REPUBBLICA 5\10\2023
L’uomo ha discusso la tesi ieri a Catanzaro, nel penitenziario dove sta scontando trent’anni di reclusione per l’assassinio del consigliere comunale del Pd di Castellammare di Stabia Luigi Tommasino
Killer si laurea con lode in cella: Catello Romano nella tesi confessa tre omicidi
di Dario del Porto
Si laurea in carcere con il massimo dei voti e, nella tesi, ammette di aver commesso tre omicidi per i quali non era mai stato processato. «Mi chiamo Catello Romano. Ho 33 anni e sono in carcere da 14 anni ininterrotti. Ho commesso crimini orrendi e sono stato condannato per diversi omicidi di camorra. Quella che segue è la mia storia criminale».
Si legge come un romanzo, ma racconta episodi drammatici realmente accaduti e una clamorosa confessione, la tesi di laurea in “Sociologia della sopravvivenza”, dal titolo “Fascinazione criminale”, che Romano ha discusso ieri a Catanzaro, nel penitenziario dove sta scontando trent’anni di reclusione per l’assassinio del consigliere comunale del Pd di Castellammare di Stabia Luigi Tommasino.
L’esponente politico fu ucciso il 3 febbraio del 2009 mentre era in auto con il figlio.

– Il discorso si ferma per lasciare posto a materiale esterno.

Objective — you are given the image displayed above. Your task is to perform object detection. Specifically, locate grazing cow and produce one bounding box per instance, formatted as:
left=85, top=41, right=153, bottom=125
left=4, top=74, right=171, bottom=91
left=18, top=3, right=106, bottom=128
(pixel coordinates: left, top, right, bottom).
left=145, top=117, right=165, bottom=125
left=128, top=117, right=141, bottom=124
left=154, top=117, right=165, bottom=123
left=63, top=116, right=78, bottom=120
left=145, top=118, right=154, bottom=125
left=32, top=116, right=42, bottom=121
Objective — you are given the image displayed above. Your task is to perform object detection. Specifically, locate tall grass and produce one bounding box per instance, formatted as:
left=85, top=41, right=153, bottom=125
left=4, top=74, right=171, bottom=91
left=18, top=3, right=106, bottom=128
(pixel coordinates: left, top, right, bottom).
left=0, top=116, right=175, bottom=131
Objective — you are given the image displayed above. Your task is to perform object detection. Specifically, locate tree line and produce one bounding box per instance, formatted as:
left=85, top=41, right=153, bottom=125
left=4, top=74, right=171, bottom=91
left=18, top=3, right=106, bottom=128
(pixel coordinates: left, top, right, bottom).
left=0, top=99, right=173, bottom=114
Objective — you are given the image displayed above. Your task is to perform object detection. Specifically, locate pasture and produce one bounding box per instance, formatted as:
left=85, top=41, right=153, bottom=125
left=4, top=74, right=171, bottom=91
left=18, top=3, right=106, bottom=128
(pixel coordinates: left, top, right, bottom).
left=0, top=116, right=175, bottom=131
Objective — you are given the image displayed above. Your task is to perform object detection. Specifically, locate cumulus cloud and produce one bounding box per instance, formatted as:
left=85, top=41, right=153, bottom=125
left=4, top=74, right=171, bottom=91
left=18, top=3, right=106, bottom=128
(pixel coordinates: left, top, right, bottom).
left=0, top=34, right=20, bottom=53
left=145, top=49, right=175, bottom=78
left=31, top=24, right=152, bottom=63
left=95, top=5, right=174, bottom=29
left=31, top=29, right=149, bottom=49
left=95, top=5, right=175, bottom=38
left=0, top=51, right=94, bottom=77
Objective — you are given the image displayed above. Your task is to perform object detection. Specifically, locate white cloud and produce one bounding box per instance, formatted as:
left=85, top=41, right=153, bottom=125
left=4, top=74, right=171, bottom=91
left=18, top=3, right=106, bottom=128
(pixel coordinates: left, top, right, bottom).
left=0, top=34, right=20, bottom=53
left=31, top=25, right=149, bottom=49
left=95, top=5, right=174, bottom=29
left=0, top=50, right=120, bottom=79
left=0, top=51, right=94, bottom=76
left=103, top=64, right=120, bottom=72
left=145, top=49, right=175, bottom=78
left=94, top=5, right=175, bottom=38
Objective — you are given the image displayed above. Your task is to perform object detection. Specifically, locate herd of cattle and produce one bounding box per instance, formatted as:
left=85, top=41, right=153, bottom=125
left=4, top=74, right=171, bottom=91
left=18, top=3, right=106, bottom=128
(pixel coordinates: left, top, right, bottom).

All’epoca dei fatti Romano era un fedelissimo di Renato Cavaliere, esponente di spicco del clan camorristico D’Alessandro oggi collaboratore di giustizia.
Alla fine della seduta, la commissione di laurea ha premiato il 33enne con 110 e lode e la pubblicazione della tesi. «È stato molto apprezzato il lavoro di tipo “autoetnografico” svolto dal candidato», spiega il relatore, il professor Charlie Barnao dell’università di Catanzaro.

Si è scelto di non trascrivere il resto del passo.